2. Global configs ```$wgPandocExecutablePath``` and ```$wgPandocTmpFolderPath ``` are still working but we recommend to switch to confiuration parameteres ```$wgPandocUltimateConverter_PandocExecutablePath``` and ```$wgPandocUltimateConverter_TempFolderPath```.
3. You can specify custom user rights for the extensions: via ```$wgPandocUltimateConverter_PandocCustomUserRight``` where you can specify the [required permission](https://www.mediawiki.org/wiki/Manual:User_rights#List_of_permissions).
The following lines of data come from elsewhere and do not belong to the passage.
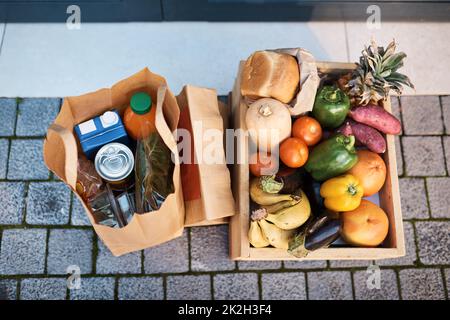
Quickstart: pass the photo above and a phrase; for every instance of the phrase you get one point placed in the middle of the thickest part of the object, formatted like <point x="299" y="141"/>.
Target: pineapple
<point x="375" y="75"/>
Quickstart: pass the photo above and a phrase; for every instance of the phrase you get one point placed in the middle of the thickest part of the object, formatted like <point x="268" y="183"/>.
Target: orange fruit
<point x="308" y="129"/>
<point x="366" y="226"/>
<point x="370" y="170"/>
<point x="294" y="152"/>
<point x="262" y="163"/>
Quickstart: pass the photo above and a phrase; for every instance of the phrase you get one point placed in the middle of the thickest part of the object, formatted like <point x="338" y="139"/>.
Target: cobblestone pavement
<point x="43" y="230"/>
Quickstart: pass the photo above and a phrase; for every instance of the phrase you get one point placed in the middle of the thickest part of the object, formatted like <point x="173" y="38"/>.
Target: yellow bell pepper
<point x="342" y="193"/>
For example: ```$wgPandocUltimateConverter_PandocCustomUserRight = 'nominornewtalk';``` should prohibit access for non-bots:

![image](https://github.com/user-attachments/assets/550ec70b-60fe-4074-b0aa-acb475aed9ab)

# Debug
In case you face any issues with the extension, please add these lines to the LocalSettings.php:

```php
error_reporting( -1 );
$wgDebugLogFile = "/var/log/mediawiki/main.log";
$wgDebugLogPrefix = date( '[Y-m-d H:i:s] ' );
$wgShowExceptionDetails = true;
$wgShowDBErrorBacktrace = true;
error_reporting( E_ALL ); ini_set( 'display_errors', 1 );

$wgDebugLogGroups['DBQuery'] =
$wgDebugLogGroups['DBReplication'] =
$wgDebugLogGroups['DBConnection'] =
$wgDebugLogGroups['runJobs'] =
$wgDebugLogGroups['Parsoid'] =
$wgDebugLogGroups['rdbms'] = "/var/log/mediawiki/misc.log";
```
Confirm the issue once more and provide the content of /var/log/mediawiki/main.log. You may want to specify different path, especially if you are using Windows OS.